In a filing related to that case on Wednesday, Clearview said it had "voluntarily changed its business practices" to "avoid transacting with non-governmental customers anywhere."
BuzzFeed News first reported on the filing.
"Specifically, Clearview is cancelling the accounts of every customer who was not either associated with law enforcement or some other federal, state, or local government department, office, or agency," Clearview's filing reads.
The company has faced a torrent of criticism after a New York Times report in January shined a light on the massive database it had amassed from scraping social media photos.
Just a few days after that report, a lawsuit was filed in Illinois that alleges the company violated the civil rights of people whose faces are in the app and that its practices went against the Illinois Biometric Information Privacy Act. That law requires opt-in consent when collecting biometric data like fingerprints and faceprints.

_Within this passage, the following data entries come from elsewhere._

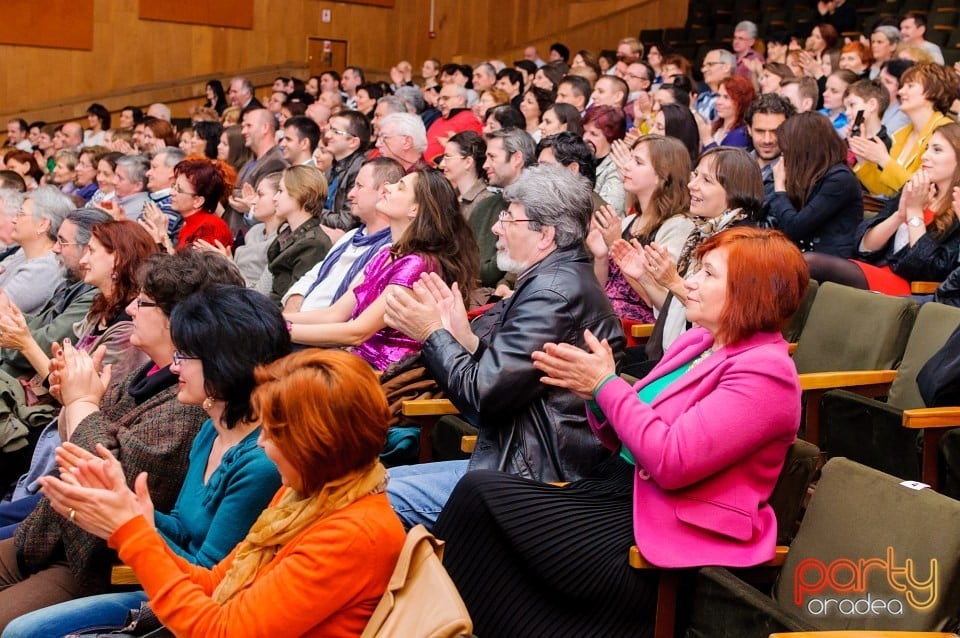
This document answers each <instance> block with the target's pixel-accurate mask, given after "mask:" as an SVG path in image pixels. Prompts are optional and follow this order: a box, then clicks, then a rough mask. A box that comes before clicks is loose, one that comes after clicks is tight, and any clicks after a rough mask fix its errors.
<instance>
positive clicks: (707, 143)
mask: <svg viewBox="0 0 960 638" xmlns="http://www.w3.org/2000/svg"><path fill="white" fill-rule="evenodd" d="M756 96H757V94H756V91H754V90H753V85H752V84H751V83H750V80H748V79H746V78H744V77H740V76H733V77H727V78H724V79H723V80H721V81H720V84H719V86H718V87H717V99H716V102H715V103H714V109H715V110H716V112H717V118H716V119H715V120H714V121H713V124H709V123H708V122H707V121H706V120H700V121H699V122H698V125H699V129H700V144H701V150H706V149H708V148H713V147H714V146H735V147H737V148H746V147H747V146H749V144H750V137H749V135H748V134H747V127H746V124H745V122H744V114H745V113H746V112H747V108H748V107H749V106H750V104H751V103H752V102H753V100H754V98H756Z"/></svg>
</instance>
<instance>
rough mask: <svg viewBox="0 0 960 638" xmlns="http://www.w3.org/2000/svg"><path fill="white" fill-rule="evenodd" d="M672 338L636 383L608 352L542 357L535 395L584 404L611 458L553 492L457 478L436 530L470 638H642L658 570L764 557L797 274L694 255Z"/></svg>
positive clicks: (710, 253)
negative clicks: (464, 609)
mask: <svg viewBox="0 0 960 638" xmlns="http://www.w3.org/2000/svg"><path fill="white" fill-rule="evenodd" d="M697 259H698V260H699V262H700V265H701V268H700V270H699V271H698V272H697V273H696V274H695V275H693V276H691V277H690V278H689V279H688V280H687V281H686V288H687V304H686V313H687V319H688V321H691V322H693V323H695V324H696V325H697V327H694V328H693V329H691V330H689V331H687V332H686V333H684V334H683V335H682V336H681V337H680V338H679V339H677V341H676V342H675V343H674V344H673V345H672V346H671V348H670V349H669V350H668V351H667V352H666V354H665V355H664V357H663V359H662V360H661V361H660V363H659V364H657V366H656V367H655V368H654V369H653V370H652V371H651V372H650V374H649V375H648V376H647V377H646V378H644V379H643V380H642V381H640V382H638V383H637V384H635V385H634V386H632V387H631V386H630V384H628V383H627V382H626V381H624V380H623V379H621V378H620V377H618V376H617V375H616V374H615V370H614V358H613V353H612V351H611V349H610V347H609V345H608V344H607V343H606V342H605V341H604V342H600V341H598V340H597V339H596V338H594V337H593V335H591V334H589V333H587V335H586V342H587V346H588V348H589V351H583V350H580V349H578V348H576V347H575V346H571V345H568V344H547V345H546V346H545V348H544V350H543V351H542V352H535V353H534V354H533V358H534V365H535V366H536V367H537V368H538V369H540V370H541V371H542V372H543V373H544V377H543V378H542V382H543V383H545V384H548V385H555V386H559V387H563V388H567V389H569V390H570V391H571V392H574V393H575V394H577V395H579V396H581V397H582V398H584V399H585V400H586V401H587V409H586V412H587V419H588V420H589V422H590V425H591V427H592V428H593V430H594V432H595V434H596V435H597V437H598V438H599V439H600V440H601V441H602V442H603V444H604V445H605V446H606V447H608V448H609V449H610V450H611V452H612V456H611V458H610V460H609V461H607V462H606V463H605V464H604V465H603V466H601V467H599V468H597V472H596V477H595V478H589V479H585V480H582V481H578V482H576V483H571V484H570V485H567V486H566V487H563V488H557V487H555V486H550V485H544V484H539V483H534V482H532V481H527V480H525V479H522V478H519V477H514V476H507V475H503V474H499V473H496V472H470V473H468V474H467V475H466V476H465V477H464V479H463V480H462V481H461V482H460V484H459V485H458V486H457V488H456V490H455V491H454V493H453V495H452V496H451V497H450V500H449V501H448V502H447V506H446V508H445V509H444V511H443V513H442V514H441V516H440V519H439V521H438V522H437V526H436V528H435V532H436V534H437V535H438V536H439V537H441V538H443V539H445V540H446V541H447V549H446V556H445V559H444V564H445V565H446V566H447V569H448V571H449V572H450V575H451V576H452V577H453V579H454V581H455V582H456V583H457V586H458V588H459V589H460V592H461V594H462V596H463V598H464V600H465V601H466V603H467V607H468V608H469V610H470V614H471V616H472V617H473V619H474V623H475V627H476V631H477V633H478V635H498V636H507V635H513V636H519V635H549V636H578V637H579V636H592V635H596V636H605V637H608V636H642V635H647V634H649V633H650V632H651V629H652V626H653V605H654V603H655V596H654V594H655V580H653V578H655V576H651V575H649V574H646V573H644V572H638V571H636V570H632V569H630V567H629V566H628V564H627V552H628V549H629V547H630V546H631V545H633V544H636V545H637V546H638V547H639V549H640V551H641V553H642V554H643V555H644V557H645V558H646V559H647V560H649V561H650V562H652V563H654V564H656V565H660V566H663V567H691V566H696V565H725V566H735V567H743V566H749V565H755V564H758V563H761V562H763V561H765V560H768V559H770V558H772V557H773V554H774V546H775V543H776V536H777V529H776V518H775V516H774V513H773V510H772V509H771V508H770V506H769V505H768V504H767V499H768V498H769V497H770V494H771V493H772V491H773V488H774V485H775V484H776V480H777V477H778V475H779V473H780V469H781V467H782V465H783V462H784V459H785V457H786V453H787V450H788V448H789V447H790V445H791V444H792V443H793V441H794V439H795V437H796V432H797V427H798V426H799V422H800V385H799V382H798V379H797V372H796V368H795V367H794V365H793V362H792V361H791V360H790V357H789V355H788V352H787V344H786V342H785V341H784V340H783V337H782V336H781V335H780V333H779V330H780V329H781V328H782V326H783V325H784V323H785V322H786V321H787V320H788V319H789V318H790V316H791V315H792V314H793V313H794V312H795V311H796V309H797V308H798V307H799V304H800V301H801V300H802V298H803V296H804V294H805V292H806V288H807V283H808V281H809V273H808V271H807V267H806V264H805V262H804V260H803V257H802V255H801V254H800V251H799V250H798V249H797V248H796V247H795V246H794V245H793V243H792V242H790V240H788V239H787V238H786V237H785V236H784V235H783V234H781V233H779V232H776V231H770V230H759V229H754V228H734V229H730V230H726V231H724V232H721V233H719V234H717V235H714V236H713V237H711V238H709V239H708V240H706V241H705V242H704V243H703V244H702V245H701V246H700V248H699V249H698V250H697Z"/></svg>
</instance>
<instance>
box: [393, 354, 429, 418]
mask: <svg viewBox="0 0 960 638" xmlns="http://www.w3.org/2000/svg"><path fill="white" fill-rule="evenodd" d="M380 387H381V388H382V389H383V393H384V394H385V395H387V404H388V405H389V406H390V423H389V424H390V425H391V426H393V425H397V424H398V423H399V422H400V421H401V420H402V419H401V414H400V410H401V408H402V407H403V402H404V401H412V400H414V399H442V398H443V392H442V391H441V390H440V386H438V385H437V382H436V381H434V380H433V379H432V378H431V377H430V375H429V373H428V372H427V368H426V366H424V365H423V363H422V361H421V359H420V355H419V354H415V355H407V356H406V357H404V358H403V359H401V360H400V361H398V362H396V363H395V364H393V365H391V366H389V367H388V368H387V369H386V370H384V371H383V374H382V375H381V376H380Z"/></svg>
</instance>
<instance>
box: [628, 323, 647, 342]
mask: <svg viewBox="0 0 960 638" xmlns="http://www.w3.org/2000/svg"><path fill="white" fill-rule="evenodd" d="M651 334H653V324H652V323H635V324H633V326H632V327H631V328H630V336H631V337H633V338H635V339H649V338H650V335H651Z"/></svg>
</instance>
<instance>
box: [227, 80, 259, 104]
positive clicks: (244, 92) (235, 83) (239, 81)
mask: <svg viewBox="0 0 960 638" xmlns="http://www.w3.org/2000/svg"><path fill="white" fill-rule="evenodd" d="M227 101H228V102H230V106H239V107H240V108H241V109H242V110H243V112H244V113H246V112H247V111H250V110H253V109H262V108H263V104H261V103H260V100H258V99H257V98H256V96H254V94H253V83H252V82H250V80H248V79H247V78H244V77H240V76H237V77H235V78H233V79H232V80H230V84H229V88H228V89H227Z"/></svg>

Additionally, the suit criticized the company's relationship with law enforcement.
Meanwhile, the New York Times found that Clearview allowed billionaires, investors, and other have access to the app before it was used by law enforcement.
The Illinois Biometric Information Privacy Act was at the heart of a lawsuit filed against Facebook for using facial recognition technology to suggest people to be tagged in photos.
The social media giant agreed to pay $550 million as part of a settlement.